New library: libpidfile.
Peter Jeremy
PeterJeremy at optushome.com.au
Tue Aug 23 09:42:35 GMT 2005
Firstly, I think that this is useful. Writing code to correctly
ensure that no more than one copy of a process is running is very easy
to get wrong - and I've seen lots of examples of how not to do it.
On Tue, 2005-Aug-23 10:17:58 +0200, Pawel Jakub Dawidek wrote:
>In my first concept (when it was part of libutil) I allocated memory
>to store needed informations, because I didn't wanted to use preallocated
>memory (someone linking libutil doesn't have to use pidfile
>functionality).
Since there's an initialisation function, why not just malloc whatever
memory you need? You can either store the pointer in a local static
or have pidfile_open() return it as an opaque pointer that the user
has to pass into other pidfile_XXX functions.

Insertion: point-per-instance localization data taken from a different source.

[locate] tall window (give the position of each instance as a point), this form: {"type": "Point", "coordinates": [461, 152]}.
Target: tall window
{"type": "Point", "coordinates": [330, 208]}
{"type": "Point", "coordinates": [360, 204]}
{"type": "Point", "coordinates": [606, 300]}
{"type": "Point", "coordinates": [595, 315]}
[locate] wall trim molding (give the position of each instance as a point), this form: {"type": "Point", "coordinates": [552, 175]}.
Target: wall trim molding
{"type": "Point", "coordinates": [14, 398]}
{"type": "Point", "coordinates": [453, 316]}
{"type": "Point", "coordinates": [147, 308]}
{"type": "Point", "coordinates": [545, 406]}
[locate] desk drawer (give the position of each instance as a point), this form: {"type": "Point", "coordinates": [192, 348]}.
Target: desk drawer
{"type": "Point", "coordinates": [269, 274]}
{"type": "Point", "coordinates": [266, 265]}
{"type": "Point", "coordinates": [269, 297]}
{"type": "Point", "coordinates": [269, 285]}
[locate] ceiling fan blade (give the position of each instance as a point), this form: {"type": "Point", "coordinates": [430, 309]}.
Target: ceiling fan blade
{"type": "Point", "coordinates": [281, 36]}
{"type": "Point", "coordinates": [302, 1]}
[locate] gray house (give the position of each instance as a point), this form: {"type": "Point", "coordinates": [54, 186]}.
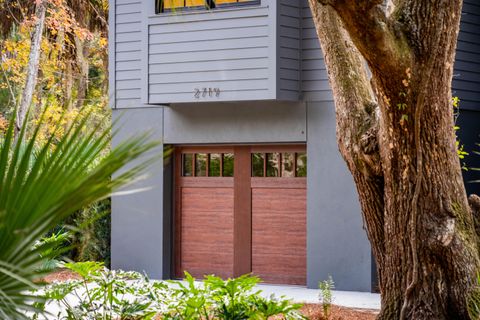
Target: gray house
{"type": "Point", "coordinates": [256, 184]}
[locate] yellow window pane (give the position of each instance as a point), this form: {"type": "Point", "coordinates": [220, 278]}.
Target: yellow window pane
{"type": "Point", "coordinates": [195, 3]}
{"type": "Point", "coordinates": [225, 1]}
{"type": "Point", "coordinates": [171, 4]}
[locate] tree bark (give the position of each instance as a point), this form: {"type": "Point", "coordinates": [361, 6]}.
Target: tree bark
{"type": "Point", "coordinates": [81, 48]}
{"type": "Point", "coordinates": [402, 155]}
{"type": "Point", "coordinates": [33, 64]}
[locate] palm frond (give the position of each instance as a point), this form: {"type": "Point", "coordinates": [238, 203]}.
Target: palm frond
{"type": "Point", "coordinates": [40, 185]}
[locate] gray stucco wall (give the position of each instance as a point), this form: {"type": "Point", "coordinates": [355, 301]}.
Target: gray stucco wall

>It also now has 4 functions, which makes it a good candidate of small,
>nice, lightweight library:)
IMHO, 4 functions is too small. I would prefer to have a smaller
number of larger libraries and think this belongs in an existing
library - eg libutil. Whilst this may form a nice lightweight
library, if everyone wrote small, lightweight libraries, linking
an application would require a mile-long command line.
Can I suggest two enhancements:
1) Allow NULL to be passed to pidfile_open() to indicate that the
pidfile should be in /var/run/PROCESS_NAME.pid (and/or if the
name doesn't include any '/' then default to /var/run)
2) Write a wrapper function that calls pidfile_open() and if it's
successful, exec's the rest of the command line.